Le vent dans la maison
de François Emmanuel

critiqué par Fee carabine, le 23 octobre 2004
( - 50 ans)


La note:  étoiles
Une admirable vanité
Vanité, vanitas - en référence au fameux verset de l'Ecclésiaste - ou encore memento mori, ces noms désignent un type particulier de nature morte que les peintres du siècle d'or hollandais ont admirablement illustré: un crâne - rappel de notre nature mortelle, des livres - de la vanité de la connaissance, un verre de vin - de la futilité des plaisirs terrestres... Au fil de ma lecture du "Vent dans la maison", j'ai vu se dessiner devant mes yeux une de ces vanités: un crâne, quelques livres, un verre de vin baignant dans la lumière chaude et vacillante d'une bougie. Un tableau qui n'existe probablement pas. Il y a bien au Mauritshuis à La Haye une nature morte représentant un livre et une bougie allumée, incitation à la méditation et la quête du savoir, mais ce tableau n'est pas une vanité. Et si la bougie fait bien partie des motifs traditionnels de la vanité, elle y est en principe éteinte, car la flamme est le symbole de l'âme qui, au moment de la mort, quitte le corps et se libère du monde matériel... Mais peu importe, au fil des pages du "Vent dans la maison", c'est bien une vanité illuminée par la lumière d'une bougie que j'ai vu surgir devant mes yeux. Et au moment de refermer ce livre, je voudrais m'abîmer dans la contemplation de ce tableau, ne surtout pas rompre le silence, un silence que seul vient troubler le souffle du vent qui balaie l'étendue de l'Aïr ou les plages de la mer du Nord.

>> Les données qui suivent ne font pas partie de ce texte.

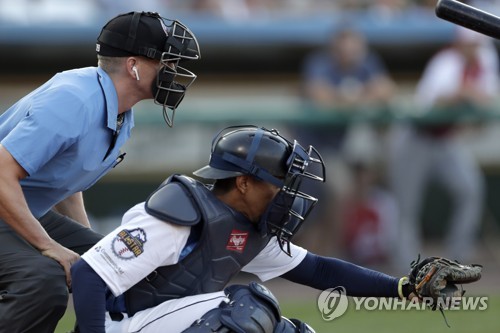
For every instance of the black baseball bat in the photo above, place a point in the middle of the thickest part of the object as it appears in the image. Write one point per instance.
(469, 17)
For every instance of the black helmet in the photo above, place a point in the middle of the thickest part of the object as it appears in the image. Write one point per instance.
(149, 35)
(268, 156)
(146, 34)
(248, 150)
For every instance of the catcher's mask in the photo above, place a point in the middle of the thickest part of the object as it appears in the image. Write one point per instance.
(268, 156)
(150, 35)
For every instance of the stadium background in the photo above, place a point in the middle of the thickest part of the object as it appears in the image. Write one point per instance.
(249, 73)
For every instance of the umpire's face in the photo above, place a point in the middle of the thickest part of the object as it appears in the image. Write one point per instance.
(254, 196)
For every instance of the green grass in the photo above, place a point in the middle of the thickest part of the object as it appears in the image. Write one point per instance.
(487, 321)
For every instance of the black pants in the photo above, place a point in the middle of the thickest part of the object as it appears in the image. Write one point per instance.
(33, 291)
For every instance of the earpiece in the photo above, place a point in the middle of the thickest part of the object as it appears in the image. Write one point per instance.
(134, 69)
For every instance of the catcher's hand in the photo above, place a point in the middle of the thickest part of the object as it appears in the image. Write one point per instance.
(434, 280)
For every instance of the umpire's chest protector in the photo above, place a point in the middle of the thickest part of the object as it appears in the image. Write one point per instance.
(226, 241)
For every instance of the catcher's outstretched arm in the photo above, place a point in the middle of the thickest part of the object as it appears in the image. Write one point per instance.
(322, 273)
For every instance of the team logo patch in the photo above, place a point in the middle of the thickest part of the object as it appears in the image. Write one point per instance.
(237, 240)
(129, 244)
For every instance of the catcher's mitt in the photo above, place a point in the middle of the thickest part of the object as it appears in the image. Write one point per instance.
(434, 280)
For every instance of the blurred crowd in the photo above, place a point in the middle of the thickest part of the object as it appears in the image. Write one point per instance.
(380, 175)
(29, 11)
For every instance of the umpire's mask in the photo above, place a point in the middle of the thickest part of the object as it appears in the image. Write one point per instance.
(150, 35)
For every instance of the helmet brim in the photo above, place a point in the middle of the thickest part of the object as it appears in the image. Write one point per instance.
(207, 172)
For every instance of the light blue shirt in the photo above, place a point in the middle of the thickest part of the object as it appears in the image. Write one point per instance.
(60, 134)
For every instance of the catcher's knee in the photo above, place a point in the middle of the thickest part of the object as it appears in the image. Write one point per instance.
(252, 309)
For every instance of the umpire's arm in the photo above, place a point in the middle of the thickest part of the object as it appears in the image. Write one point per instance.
(15, 212)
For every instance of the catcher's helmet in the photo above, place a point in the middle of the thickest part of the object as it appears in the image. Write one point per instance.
(149, 35)
(268, 156)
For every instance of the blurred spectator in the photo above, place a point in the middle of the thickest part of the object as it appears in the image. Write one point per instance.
(345, 76)
(233, 10)
(347, 73)
(368, 213)
(461, 77)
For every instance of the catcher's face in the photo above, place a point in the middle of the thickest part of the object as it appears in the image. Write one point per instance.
(257, 197)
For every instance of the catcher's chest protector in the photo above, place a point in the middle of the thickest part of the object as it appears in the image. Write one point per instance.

Une admirable vanité que ce livre de François Emmanuel, où la mort est omniprésente: la mort de Bern Atirias, dont le corps déchiqueté repose sous le sable et les pierres de l'Aïr, la mort de la petite Maïté qui un jour a tout simplement cessé de respirer, la mort de l'enfant dont on n'avait pas voulu, la mort qu'Hugo a rencontré face à face dans le vol des vautours "(...) partout alentour des vautours par dizaines, tout un peuple de vautours, juchés sur des pierres, leur plumage fauve, argenté, noir, leurs yeux doux et fixes, dénués de toute menace, l'un d'eux déployant parfois ses ailes pour prendre son envol, planer en cercles lents dans le ciel du soir pour s'établir un peu plus loin, et pas la moindre répulsion, pas la moindre sensation de danger, pas même l'idée qu'ils attendaient que mon corps se vide de son sang, l'impression au contraire d'une incroyable grâce de leur port et de leur vol, comme s'il faisaient partie d'un tableau, d'une fresque admirable dans cette clarté crépusculaire qui ne pouvait appartenir qu'à l'hallucination mais resterait gravée à jamais dans ma mémoire comme émanant d'un pays somptueux où toute terreur était absente, toute distance abolie, les pierres, les animaux, les hommes." La mort toute puissante, même si parfois une main se tend pour renouer le fil du souffle et ranimer la flamme qui vacille, " (...) un tranchant de paume qui ne ressemblait à aucun autre, se posait ici et là sur la peau sensible, n'appuyait jamais, ne heurtait jamais, passait et repassait sans rugosité, sans hâte, réveillait patiemment le contour de la peau, contournait, chantournait la zone de douleur (afin que je ne sois plus ailleurs, mon âme, mon désir, afin que je revienne vers l'outre lourde de sang noir, la jambe dans l'étau, la torridité de l'air, les bourdons, les pilons, les ombres)", l'approche de la mort comme un voyage dont on ne revient jamais tout à fait, ni Hugo, ni Alice, égarés bien loin de la platitude des conversations mondaines, de leur irréductible vanité...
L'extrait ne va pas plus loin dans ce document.